Add Fields to a Word Report in Business Central

Add Fields to a Word Report in Business Central

Well, how do I…where is the… alright, I will checkout a tutorial first. This was my reaction when someone asked me to add fields to a Word Report and I opened a Microsoft Word layout for the first time.

What You Will Learn

In this post you will learn how to add a field to an already existing standard report invoice in Visual Studio Code. My examples are done in a docker container with Business Central 15.

Update 13.11.2020: The approach taken in this tutorial is still valid and can also be used for RDLC reports, except of step 5.

I assume that you already have set up an environment with business central. You will also need the extensions AZ AL Dev Tools/AL Code Outline by Andrzej Zwierzchowski and ALRunner by Tobias Fenster. Having installed Waldo’s CRS AL Language Extension is optional but also recommended.

What We Will Do

Basically we need to take these steps to accomplish our goal:

  1. Create a new A/L Project with our running sandbox
  2. Copy standard report to a new number and name
  3. Add a new column to the dataset
  4. Include layout in the project
  5. Add the new field in the layout
  6. Publish report
  7. Enjoy

1. Create a new A/L Project with our running sandbox

First, we need to create a new A/L Project in Visual Studio Code. If you have not setup a running sandbox container yet, you can checkout this post.
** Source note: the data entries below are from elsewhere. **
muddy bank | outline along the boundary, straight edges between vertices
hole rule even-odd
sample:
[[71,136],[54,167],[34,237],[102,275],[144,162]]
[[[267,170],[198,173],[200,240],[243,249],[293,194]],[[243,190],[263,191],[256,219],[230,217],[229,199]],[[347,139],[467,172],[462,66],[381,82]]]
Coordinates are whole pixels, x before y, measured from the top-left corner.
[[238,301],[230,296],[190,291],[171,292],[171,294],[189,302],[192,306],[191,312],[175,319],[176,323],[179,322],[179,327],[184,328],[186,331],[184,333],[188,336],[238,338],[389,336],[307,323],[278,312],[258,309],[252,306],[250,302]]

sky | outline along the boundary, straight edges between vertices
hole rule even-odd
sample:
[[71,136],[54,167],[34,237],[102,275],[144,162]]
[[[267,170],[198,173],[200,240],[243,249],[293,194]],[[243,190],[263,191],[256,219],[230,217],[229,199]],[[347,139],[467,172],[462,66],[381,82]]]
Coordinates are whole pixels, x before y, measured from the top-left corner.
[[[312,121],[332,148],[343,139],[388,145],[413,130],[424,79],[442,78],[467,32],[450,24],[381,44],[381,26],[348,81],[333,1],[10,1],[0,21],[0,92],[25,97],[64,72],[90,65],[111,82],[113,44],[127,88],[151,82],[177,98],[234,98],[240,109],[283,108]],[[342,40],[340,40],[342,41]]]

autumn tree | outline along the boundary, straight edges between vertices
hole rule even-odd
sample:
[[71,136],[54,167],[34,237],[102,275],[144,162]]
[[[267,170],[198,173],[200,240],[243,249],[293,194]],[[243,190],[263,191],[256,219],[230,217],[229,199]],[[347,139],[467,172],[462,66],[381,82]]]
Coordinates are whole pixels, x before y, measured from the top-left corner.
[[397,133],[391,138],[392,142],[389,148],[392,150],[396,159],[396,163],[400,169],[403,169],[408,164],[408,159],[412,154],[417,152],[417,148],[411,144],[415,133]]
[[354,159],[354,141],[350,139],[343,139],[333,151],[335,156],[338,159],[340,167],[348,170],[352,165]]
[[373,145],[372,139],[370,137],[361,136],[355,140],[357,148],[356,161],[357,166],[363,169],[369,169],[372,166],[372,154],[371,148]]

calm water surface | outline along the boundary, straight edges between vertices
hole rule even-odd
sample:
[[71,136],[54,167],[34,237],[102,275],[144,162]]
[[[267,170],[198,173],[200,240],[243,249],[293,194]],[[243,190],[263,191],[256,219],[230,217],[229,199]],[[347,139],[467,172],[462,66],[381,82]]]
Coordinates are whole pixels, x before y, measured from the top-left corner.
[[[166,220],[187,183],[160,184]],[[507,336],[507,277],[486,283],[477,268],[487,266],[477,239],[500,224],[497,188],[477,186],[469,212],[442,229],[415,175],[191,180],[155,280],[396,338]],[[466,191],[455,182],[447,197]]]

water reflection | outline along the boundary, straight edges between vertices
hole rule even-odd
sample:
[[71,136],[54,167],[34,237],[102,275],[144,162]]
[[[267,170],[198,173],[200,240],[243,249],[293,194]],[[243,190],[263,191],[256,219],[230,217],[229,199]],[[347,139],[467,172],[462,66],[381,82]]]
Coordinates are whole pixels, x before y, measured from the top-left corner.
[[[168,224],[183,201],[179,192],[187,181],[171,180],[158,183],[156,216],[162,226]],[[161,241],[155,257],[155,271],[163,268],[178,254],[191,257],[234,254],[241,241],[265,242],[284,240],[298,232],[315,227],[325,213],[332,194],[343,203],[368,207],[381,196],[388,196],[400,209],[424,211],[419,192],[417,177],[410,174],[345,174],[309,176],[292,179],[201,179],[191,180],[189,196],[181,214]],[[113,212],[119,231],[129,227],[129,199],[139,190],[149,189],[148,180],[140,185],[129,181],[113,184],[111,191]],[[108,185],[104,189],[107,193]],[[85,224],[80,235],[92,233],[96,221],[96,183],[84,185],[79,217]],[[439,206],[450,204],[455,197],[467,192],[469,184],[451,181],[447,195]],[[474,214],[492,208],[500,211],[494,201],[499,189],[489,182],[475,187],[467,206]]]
For the next steps, I will assume that you have a running container and already downloaded the symbols.

It is also a good idea to set “launchBrowser” in your “launch.json” to “false”.

2. Copy Standard Report To a New Number and Name

We use the AZ AL Dev Tools to open the base application in the AL Object Browser. Rightclick on the Base Application and select “Open in AL Object Browser”.
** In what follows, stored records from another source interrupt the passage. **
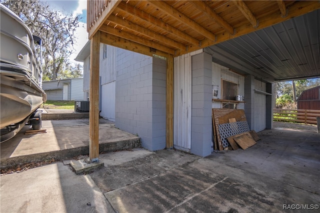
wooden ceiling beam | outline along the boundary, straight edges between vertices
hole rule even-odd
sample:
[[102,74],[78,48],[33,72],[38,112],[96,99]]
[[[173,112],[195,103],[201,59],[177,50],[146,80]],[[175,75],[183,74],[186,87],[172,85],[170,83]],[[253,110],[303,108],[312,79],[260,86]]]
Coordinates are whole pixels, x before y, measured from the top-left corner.
[[250,22],[254,28],[256,28],[258,26],[258,22],[256,18],[242,0],[232,0],[232,2],[236,4],[246,18]]
[[230,34],[234,34],[235,32],[234,28],[204,2],[201,0],[190,0],[190,2],[202,12],[212,18],[216,24]]
[[180,43],[151,31],[136,24],[130,22],[125,18],[122,18],[120,17],[112,14],[109,16],[108,20],[104,24],[108,24],[107,22],[109,21],[118,24],[118,26],[130,29],[138,34],[143,34],[144,36],[150,38],[152,39],[158,40],[160,42],[169,45],[172,48],[180,50],[186,50],[186,48],[185,46]]
[[[106,2],[106,5],[102,12],[100,12],[100,13],[98,13],[99,16],[98,18],[96,16],[94,16],[95,10],[96,9],[96,7],[98,6],[96,2],[90,0],[87,1],[87,8],[88,8],[86,12],[87,16],[88,18],[94,16],[94,22],[88,24],[89,24],[88,28],[87,29],[87,31],[88,33],[88,37],[89,40],[91,40],[91,38],[92,38],[92,37],[94,36],[94,35],[99,30],[99,28],[100,28],[100,26],[104,24],[104,21],[108,18],[109,16],[110,16],[110,14],[112,14],[112,12],[120,3],[120,1],[110,1],[108,4],[108,2]],[[92,9],[91,10],[89,10],[89,8],[91,8]],[[90,24],[92,25],[90,26]]]
[[200,45],[200,42],[196,39],[128,4],[122,2],[118,5],[117,9],[132,15],[140,20],[148,22],[190,44],[198,46]]
[[286,17],[286,4],[284,2],[283,0],[277,0],[276,3],[279,6],[279,10],[281,12],[282,17]]
[[103,44],[150,56],[156,54],[167,58],[168,56],[168,53],[158,50],[156,50],[156,52],[152,52],[150,51],[149,46],[104,32],[100,32],[100,41]]
[[138,36],[134,36],[125,31],[108,26],[106,24],[104,24],[101,26],[99,28],[99,30],[103,32],[118,36],[119,37],[126,38],[128,40],[132,40],[137,43],[144,44],[145,46],[156,50],[158,50],[165,52],[168,52],[172,55],[176,55],[176,51],[171,48],[164,46],[163,45],[162,45],[158,43],[156,43],[154,42],[152,42],[152,40],[144,38]]
[[178,10],[167,4],[164,1],[150,0],[148,2],[178,22],[188,26],[193,30],[196,31],[204,37],[214,41],[216,40],[214,34],[208,31],[184,14],[180,12]]

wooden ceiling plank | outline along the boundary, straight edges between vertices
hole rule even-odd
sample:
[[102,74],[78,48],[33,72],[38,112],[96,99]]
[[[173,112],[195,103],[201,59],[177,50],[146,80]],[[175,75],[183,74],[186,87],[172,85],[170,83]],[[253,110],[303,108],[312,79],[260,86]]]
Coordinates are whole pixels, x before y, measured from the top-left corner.
[[216,40],[216,35],[212,32],[204,28],[194,22],[184,14],[180,12],[178,10],[172,7],[164,1],[150,0],[148,2],[150,4],[153,5],[162,12],[166,12],[168,16],[173,18],[178,21],[188,26],[194,31],[201,34],[206,38],[210,40]]
[[258,22],[256,16],[242,0],[232,0],[232,2],[238,8],[238,9],[246,18],[250,22],[254,28],[256,28],[258,26]]
[[212,18],[218,24],[230,34],[234,34],[234,29],[231,25],[223,19],[220,16],[214,11],[207,4],[200,0],[191,0],[190,2],[192,4],[198,9],[200,10]]
[[110,21],[118,24],[118,26],[128,28],[137,33],[143,34],[148,37],[154,40],[156,40],[160,42],[163,42],[166,44],[172,46],[180,50],[186,50],[186,46],[182,44],[170,40],[166,36],[162,36],[159,34],[151,31],[148,29],[146,28],[136,24],[130,22],[125,18],[122,18],[120,17],[116,16],[114,15],[110,15],[106,22]]
[[[87,16],[94,16],[94,18],[96,18],[96,21],[94,22],[94,23],[92,23],[93,25],[92,26],[90,26],[90,28],[88,30],[88,39],[90,40],[92,38],[92,37],[94,36],[94,34],[98,32],[99,30],[99,28],[104,24],[104,21],[106,20],[108,18],[111,14],[112,12],[114,10],[114,9],[117,7],[117,6],[119,4],[121,1],[120,0],[112,0],[110,1],[108,4],[108,2],[106,2],[106,6],[104,8],[104,11],[101,12],[101,14],[99,16],[99,18],[96,19],[96,15],[94,15],[93,14],[96,14],[96,6],[90,6],[91,4],[96,4],[96,2],[92,2],[88,0],[87,2],[87,7],[89,8],[91,8],[92,11],[87,11]],[[90,24],[90,23],[88,23],[88,24]]]
[[279,6],[279,10],[281,12],[282,17],[286,17],[286,4],[284,2],[283,0],[277,0],[276,3]]
[[100,41],[102,43],[150,56],[156,54],[166,58],[168,56],[168,54],[160,50],[157,50],[155,54],[152,52],[149,46],[102,31],[100,34]]
[[163,51],[165,52],[168,52],[172,55],[176,55],[176,52],[174,50],[164,46],[163,45],[156,43],[152,40],[133,35],[125,31],[108,26],[106,24],[104,24],[101,26],[99,30],[103,32],[108,32],[114,36],[118,36],[119,37],[126,38],[128,40],[132,40],[137,43],[140,43],[142,44],[148,46],[150,48]]
[[174,35],[175,36],[178,37],[190,44],[199,46],[200,41],[196,39],[129,4],[122,2],[118,5],[117,8],[132,14],[135,18],[138,18],[140,20],[147,22],[157,28],[160,28]]
[[[233,2],[233,1],[232,1]],[[263,29],[274,24],[280,23],[290,18],[302,16],[308,12],[320,9],[320,2],[318,1],[299,1],[292,4],[291,6],[288,8],[287,16],[282,18],[279,16],[278,12],[274,12],[273,14],[266,17],[262,18],[259,20],[259,26],[256,28],[249,27],[248,24],[244,24],[236,28],[236,34],[232,36],[230,34],[220,34],[216,36],[217,40],[212,41],[209,39],[205,39],[201,42],[200,46],[190,45],[188,47],[188,51],[182,52],[180,54],[185,54],[199,49],[206,48],[212,45],[214,45],[225,40],[232,39],[256,30]]]

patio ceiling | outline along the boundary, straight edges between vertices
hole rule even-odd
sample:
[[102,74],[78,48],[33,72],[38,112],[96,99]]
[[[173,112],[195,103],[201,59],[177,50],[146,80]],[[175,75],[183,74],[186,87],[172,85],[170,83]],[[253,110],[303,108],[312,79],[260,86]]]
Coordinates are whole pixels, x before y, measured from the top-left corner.
[[214,62],[266,81],[320,77],[320,10],[208,48]]

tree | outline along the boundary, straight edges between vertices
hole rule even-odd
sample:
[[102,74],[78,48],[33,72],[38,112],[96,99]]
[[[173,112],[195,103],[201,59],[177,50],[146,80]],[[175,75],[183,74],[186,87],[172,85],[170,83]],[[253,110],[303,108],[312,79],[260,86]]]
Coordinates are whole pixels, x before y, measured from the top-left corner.
[[80,64],[76,64],[74,66],[69,64],[66,66],[66,69],[59,72],[58,78],[64,79],[81,78],[82,76],[82,66]]
[[66,16],[51,8],[45,1],[4,0],[2,2],[20,17],[32,34],[42,40],[44,75],[56,79],[73,52],[74,32],[80,16]]

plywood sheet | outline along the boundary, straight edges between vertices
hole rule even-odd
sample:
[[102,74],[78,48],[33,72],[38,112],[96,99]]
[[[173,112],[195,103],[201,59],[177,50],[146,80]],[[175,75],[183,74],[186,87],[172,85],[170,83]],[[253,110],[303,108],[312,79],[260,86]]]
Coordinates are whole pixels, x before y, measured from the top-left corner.
[[212,108],[212,122],[214,122],[218,146],[220,150],[224,150],[224,146],[219,132],[218,125],[229,122],[229,119],[236,119],[236,122],[246,121],[244,110],[232,110],[227,108]]
[[218,124],[229,122],[229,118],[236,118],[237,122],[246,121],[246,118],[243,110],[230,110],[227,108],[214,108],[215,119],[218,121]]
[[244,132],[240,136],[236,136],[234,140],[244,150],[256,144],[248,132]]

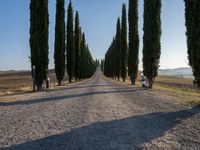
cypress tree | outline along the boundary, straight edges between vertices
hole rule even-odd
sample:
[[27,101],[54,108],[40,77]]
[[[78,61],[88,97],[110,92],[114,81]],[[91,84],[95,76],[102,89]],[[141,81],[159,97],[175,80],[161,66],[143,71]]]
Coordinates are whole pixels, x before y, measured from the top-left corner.
[[116,31],[116,77],[119,81],[120,70],[121,70],[121,25],[120,18],[117,20],[117,31]]
[[139,64],[138,0],[129,0],[129,53],[128,74],[135,84]]
[[72,82],[74,75],[75,65],[75,51],[74,51],[74,24],[73,24],[73,7],[70,0],[68,6],[68,17],[67,17],[67,73],[69,76],[69,82]]
[[65,76],[65,1],[57,0],[55,25],[55,73],[58,85]]
[[75,78],[76,81],[80,76],[80,25],[79,25],[79,14],[76,11],[75,17]]
[[85,34],[82,34],[82,39],[81,39],[81,58],[80,58],[80,80],[84,78],[84,72],[85,72]]
[[42,90],[43,80],[48,73],[48,0],[30,2],[30,50],[31,67],[35,66],[37,90]]
[[200,1],[184,1],[189,65],[197,86],[200,87]]
[[121,77],[125,82],[127,76],[127,16],[126,5],[122,6],[122,28],[121,28]]
[[144,0],[143,73],[152,88],[161,55],[161,0]]

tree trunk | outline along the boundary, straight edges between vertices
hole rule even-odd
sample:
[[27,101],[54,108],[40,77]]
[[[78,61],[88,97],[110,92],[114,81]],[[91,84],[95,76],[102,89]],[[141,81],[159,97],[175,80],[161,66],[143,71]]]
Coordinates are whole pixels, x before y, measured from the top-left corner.
[[42,91],[42,84],[37,85],[37,91]]
[[134,74],[130,75],[130,79],[131,79],[131,84],[135,85],[135,76],[134,76]]
[[61,80],[58,81],[58,86],[61,86]]

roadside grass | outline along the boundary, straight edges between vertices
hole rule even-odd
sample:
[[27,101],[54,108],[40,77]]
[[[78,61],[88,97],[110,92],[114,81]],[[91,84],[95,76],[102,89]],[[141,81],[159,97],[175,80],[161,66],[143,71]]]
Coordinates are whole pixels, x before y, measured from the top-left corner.
[[181,102],[189,103],[191,105],[200,104],[200,91],[197,89],[186,89],[155,83],[154,90],[165,96],[179,99]]
[[[125,82],[123,82],[122,79],[120,79],[119,82],[110,78],[106,79],[127,86],[131,85],[129,78],[127,78]],[[139,79],[140,76],[138,75],[138,80],[136,81],[136,85],[134,85],[136,88],[141,88],[141,82]],[[153,89],[149,89],[148,91],[180,103],[187,103],[190,105],[200,104],[200,90],[193,87],[192,79],[158,76]]]

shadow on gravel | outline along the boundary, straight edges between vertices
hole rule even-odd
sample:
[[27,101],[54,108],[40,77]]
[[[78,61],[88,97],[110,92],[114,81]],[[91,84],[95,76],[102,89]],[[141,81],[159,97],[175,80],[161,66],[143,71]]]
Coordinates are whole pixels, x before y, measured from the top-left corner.
[[[177,112],[150,113],[97,122],[71,132],[33,140],[1,150],[134,150],[162,137],[182,120],[200,113],[200,106]],[[187,132],[187,131],[183,131]],[[187,144],[187,143],[186,143]],[[200,148],[200,145],[195,145]]]
[[84,84],[84,85],[76,85],[71,87],[65,87],[60,89],[50,89],[49,91],[65,91],[65,90],[72,90],[72,89],[82,89],[82,88],[90,88],[90,87],[114,87],[116,85],[112,84]]
[[45,103],[45,102],[50,102],[50,101],[62,101],[62,100],[73,99],[73,98],[78,98],[78,97],[86,97],[86,96],[91,96],[91,95],[111,94],[111,93],[130,93],[130,92],[139,92],[143,90],[144,89],[118,88],[116,90],[88,92],[88,93],[47,97],[47,98],[32,99],[32,100],[23,100],[23,101],[15,101],[15,102],[0,102],[0,106],[6,107],[6,106],[17,106],[17,105],[32,105],[32,104]]

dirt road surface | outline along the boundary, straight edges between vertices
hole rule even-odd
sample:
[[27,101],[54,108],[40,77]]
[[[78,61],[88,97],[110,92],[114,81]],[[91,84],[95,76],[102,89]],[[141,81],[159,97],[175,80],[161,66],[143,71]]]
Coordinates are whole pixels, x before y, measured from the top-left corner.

Update 13.11.2020: You do not have to use the right click anymore. Just left click on the Base Application once.

This window will show up:

Select the object type “Reports” and search for ID “1306”.

  • Right click the result. Select “Go to definition”.
  • Use Ctrl + A to select the whole file text. Copy it.
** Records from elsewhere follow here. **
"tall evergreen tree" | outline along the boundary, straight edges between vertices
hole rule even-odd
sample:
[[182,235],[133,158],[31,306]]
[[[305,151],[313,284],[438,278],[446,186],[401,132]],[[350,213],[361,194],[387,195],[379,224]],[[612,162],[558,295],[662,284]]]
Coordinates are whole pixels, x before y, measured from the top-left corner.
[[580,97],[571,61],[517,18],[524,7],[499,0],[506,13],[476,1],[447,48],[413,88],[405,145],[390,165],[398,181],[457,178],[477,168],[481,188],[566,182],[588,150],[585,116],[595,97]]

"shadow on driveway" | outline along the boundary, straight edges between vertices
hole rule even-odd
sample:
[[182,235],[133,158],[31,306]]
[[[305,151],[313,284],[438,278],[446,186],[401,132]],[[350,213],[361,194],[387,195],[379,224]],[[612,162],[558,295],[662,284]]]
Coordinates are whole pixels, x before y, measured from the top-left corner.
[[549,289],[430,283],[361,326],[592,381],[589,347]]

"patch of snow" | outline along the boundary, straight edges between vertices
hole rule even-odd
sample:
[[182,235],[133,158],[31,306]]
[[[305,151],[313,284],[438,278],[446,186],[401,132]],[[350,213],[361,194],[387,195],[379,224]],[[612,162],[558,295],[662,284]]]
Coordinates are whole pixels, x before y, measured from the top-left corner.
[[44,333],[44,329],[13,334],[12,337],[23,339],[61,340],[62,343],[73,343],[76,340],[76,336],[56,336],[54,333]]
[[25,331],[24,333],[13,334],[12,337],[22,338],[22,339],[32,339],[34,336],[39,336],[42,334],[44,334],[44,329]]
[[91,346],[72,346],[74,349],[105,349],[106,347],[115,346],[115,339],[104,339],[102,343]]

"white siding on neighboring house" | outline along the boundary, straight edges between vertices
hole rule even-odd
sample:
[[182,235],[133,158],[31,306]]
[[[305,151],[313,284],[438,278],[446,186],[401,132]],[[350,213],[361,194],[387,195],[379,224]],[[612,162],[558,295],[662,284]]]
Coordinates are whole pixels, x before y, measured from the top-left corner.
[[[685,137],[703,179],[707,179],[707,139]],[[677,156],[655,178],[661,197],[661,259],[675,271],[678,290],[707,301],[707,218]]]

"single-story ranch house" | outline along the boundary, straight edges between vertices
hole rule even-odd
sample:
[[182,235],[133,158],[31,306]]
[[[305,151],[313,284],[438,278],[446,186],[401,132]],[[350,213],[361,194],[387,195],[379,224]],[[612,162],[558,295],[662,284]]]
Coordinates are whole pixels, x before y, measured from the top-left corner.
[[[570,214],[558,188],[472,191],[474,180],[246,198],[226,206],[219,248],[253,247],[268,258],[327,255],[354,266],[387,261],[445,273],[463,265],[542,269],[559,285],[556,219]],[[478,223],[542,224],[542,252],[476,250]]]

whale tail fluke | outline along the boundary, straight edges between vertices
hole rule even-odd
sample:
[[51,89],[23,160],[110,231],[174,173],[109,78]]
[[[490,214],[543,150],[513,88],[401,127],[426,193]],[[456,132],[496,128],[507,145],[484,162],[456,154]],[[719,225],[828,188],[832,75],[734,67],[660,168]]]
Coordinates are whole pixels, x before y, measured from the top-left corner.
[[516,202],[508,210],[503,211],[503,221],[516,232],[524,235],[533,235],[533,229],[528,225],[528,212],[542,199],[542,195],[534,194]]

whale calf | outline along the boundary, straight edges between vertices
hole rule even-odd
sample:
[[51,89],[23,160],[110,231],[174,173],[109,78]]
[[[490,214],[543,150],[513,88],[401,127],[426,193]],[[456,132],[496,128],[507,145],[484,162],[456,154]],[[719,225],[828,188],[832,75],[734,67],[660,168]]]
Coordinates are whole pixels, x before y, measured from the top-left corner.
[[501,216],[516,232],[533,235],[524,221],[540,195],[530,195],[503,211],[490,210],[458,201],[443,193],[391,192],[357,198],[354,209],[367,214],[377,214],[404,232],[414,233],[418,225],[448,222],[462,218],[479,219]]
Right click in the empty space below your last file. Select “New File”.

I will call my file “StandardSalesInvoiceCopy.al”.

Open the created file. Paste the copied text from the standard report into the blank file. If you now hover over the first line, you will see this error:

“An application object of type ‘Report’ with name ‘Standard Sales – Invoice’ is already declared”.

That is because we are using the same name and ID as the standard report. So let’s change the ID to 50100 and the name to “Standard Sales – Invoice Copy”.

This step is optional. We are all good people. So let’s stick to the file naming conventions. Waldo’s CRS AL Language Extension has a wonderful renaming feature. Press Ctrl + Shift + P. Search for CRS: Rename – Current File. Rename the file and checkout the result:

Update 25.04.2020: We could also have used the Reorganizing functionality of the CRS Language Extension. This would have created a separate folder for our report file. If you want to find out more about the CRS Language Extension and its useful features, you can read more here.

3. Add New Column To the Dataset

Uh yes. The fun part starts here. Our next step is to include our new field in the dataset. We want to see the field “VAT Bus. Posting Group” in our invoice. Not the regular customer requirement, but let’s go with it for demonstration purposes.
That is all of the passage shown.